For our blog chat component, we evaluated multiple chunking approaches:

Initial Experiment:
- RecursiveCharacterTextSplitter with 1000-character chunks and 200-character overlap
- Provided granular context chunks for baseline testing and embedding fine-tuning
Final Implementation:
- Whole blog posts as individual chunks to preserve complete article context
- Each post treated as a distinct retrievable unit in the vector database

The whole-document strategy preserves article narrative integrity while providing sufficient context for accurate responses.

Data Statistics Summary

Statistic	Value
Total Blog Posts	14
Total Characters	106,275
Minimum Post Length	1,900 chars
Maximum Post Length	13,468 chars
Average Post Length	7,591 chars

With average post length under 8,000 characters, whole-document retrieval remains efficient while maintaining content coherence, supporting comprehensive responses about RAG systems, evaluation frameworks, and data strategy.

Tools and APIs

We will use the RSS Feed with tool calls to retrieve latest posts not yet vectorized.

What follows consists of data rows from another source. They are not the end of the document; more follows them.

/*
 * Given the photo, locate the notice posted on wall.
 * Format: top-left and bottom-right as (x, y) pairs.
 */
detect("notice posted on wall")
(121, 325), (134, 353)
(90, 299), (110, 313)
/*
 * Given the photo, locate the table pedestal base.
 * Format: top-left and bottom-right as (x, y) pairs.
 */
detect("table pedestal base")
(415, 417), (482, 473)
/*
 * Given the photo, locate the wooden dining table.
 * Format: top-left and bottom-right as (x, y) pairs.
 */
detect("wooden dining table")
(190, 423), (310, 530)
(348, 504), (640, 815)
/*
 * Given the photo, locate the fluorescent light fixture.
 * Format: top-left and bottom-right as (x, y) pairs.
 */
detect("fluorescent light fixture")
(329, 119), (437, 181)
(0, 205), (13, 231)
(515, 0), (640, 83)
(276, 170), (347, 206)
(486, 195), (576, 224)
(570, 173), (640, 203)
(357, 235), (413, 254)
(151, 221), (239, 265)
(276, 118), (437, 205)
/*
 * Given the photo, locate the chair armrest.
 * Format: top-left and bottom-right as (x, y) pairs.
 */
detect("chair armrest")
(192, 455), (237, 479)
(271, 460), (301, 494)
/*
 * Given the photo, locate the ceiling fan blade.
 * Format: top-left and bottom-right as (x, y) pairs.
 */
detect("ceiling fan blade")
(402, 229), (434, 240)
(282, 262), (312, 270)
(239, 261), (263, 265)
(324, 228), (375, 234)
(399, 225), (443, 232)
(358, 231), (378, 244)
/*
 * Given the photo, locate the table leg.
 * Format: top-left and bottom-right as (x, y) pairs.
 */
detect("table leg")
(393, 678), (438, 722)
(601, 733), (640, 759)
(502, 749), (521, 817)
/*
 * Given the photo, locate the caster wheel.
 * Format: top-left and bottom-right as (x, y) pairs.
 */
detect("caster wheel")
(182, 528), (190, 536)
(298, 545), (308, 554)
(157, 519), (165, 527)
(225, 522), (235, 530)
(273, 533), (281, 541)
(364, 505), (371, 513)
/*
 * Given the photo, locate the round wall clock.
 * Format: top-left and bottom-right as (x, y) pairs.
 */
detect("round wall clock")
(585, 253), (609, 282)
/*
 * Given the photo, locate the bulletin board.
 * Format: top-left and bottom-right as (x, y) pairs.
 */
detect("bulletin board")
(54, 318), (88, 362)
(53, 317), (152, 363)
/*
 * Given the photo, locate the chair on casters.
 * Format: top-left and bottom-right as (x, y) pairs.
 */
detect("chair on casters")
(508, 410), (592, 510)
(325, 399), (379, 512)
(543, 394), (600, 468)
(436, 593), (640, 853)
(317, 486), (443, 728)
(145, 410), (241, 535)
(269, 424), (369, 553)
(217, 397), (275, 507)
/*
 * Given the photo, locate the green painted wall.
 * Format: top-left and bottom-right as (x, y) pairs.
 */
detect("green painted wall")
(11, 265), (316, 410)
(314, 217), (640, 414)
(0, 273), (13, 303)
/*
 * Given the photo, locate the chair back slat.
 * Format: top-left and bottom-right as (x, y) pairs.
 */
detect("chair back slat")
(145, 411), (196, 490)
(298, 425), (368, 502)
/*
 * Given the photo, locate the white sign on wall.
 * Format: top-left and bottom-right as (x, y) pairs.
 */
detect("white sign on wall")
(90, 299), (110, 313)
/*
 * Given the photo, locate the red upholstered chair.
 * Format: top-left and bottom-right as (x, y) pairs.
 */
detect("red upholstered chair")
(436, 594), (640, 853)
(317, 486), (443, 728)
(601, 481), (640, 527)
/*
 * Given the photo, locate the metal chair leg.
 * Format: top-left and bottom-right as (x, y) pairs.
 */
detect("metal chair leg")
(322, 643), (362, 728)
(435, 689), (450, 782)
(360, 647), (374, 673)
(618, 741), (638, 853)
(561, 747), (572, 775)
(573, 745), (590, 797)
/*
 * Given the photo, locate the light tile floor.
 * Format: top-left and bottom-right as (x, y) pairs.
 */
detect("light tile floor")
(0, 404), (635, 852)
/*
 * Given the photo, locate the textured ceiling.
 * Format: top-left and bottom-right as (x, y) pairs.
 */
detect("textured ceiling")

Task 4: Building a Quick End-to-End Prototype

Live demo available at Let's Talk

Task 5: Creating a Golden Test Data Set

Synthetic data available at Testset, Eval set and Results.

Evaluation Results Summary

Metric	Score
Faithfulness	0.8545
Answer Relevancy	0.3892
Factual Correctness (F1)	0.2490
Noise Sensitivity (Relevant)	0.2540
Context Recall	0.1905
Context Entity Recall	0.1503

These results show strong faithfulness but opportunities for improvement in contextual relevance and factual accuracy. The low context recall and entity recall scores suggest the retrieval component needs refinement to better surface relevant information from blog content.

Task 6: Fine-Tuning Open-Source Embeddings

Fine-tuning dataset available at Link and uploaded to thedataguy_embed_ft. Implementation in 07_Fine_Tune_Embeddings.

Task 7: Assessing Performance

Evaluation based on fine-tuned embedding model:

Fine-Tuned Embedding Model Evaluation Results

Metric	Score
Faithfulness	0.4432
Answer Relevancy	0.6849
Factual Correctness (F1)	0.2000
Noise Sensitivity (Relevant)	0.2033
Context Recall	0.2500
Context Entity Recall	0.2175

The fine-tuned model shows improved answer relevancy and context recall compared to the base model. While faithfulness decreased, the system better retrieves relevant information. These results suggest the fine-tuning process shifted strengths toward contextually appropriate responses, though further optimization is needed for faithfulness and factual accuracy.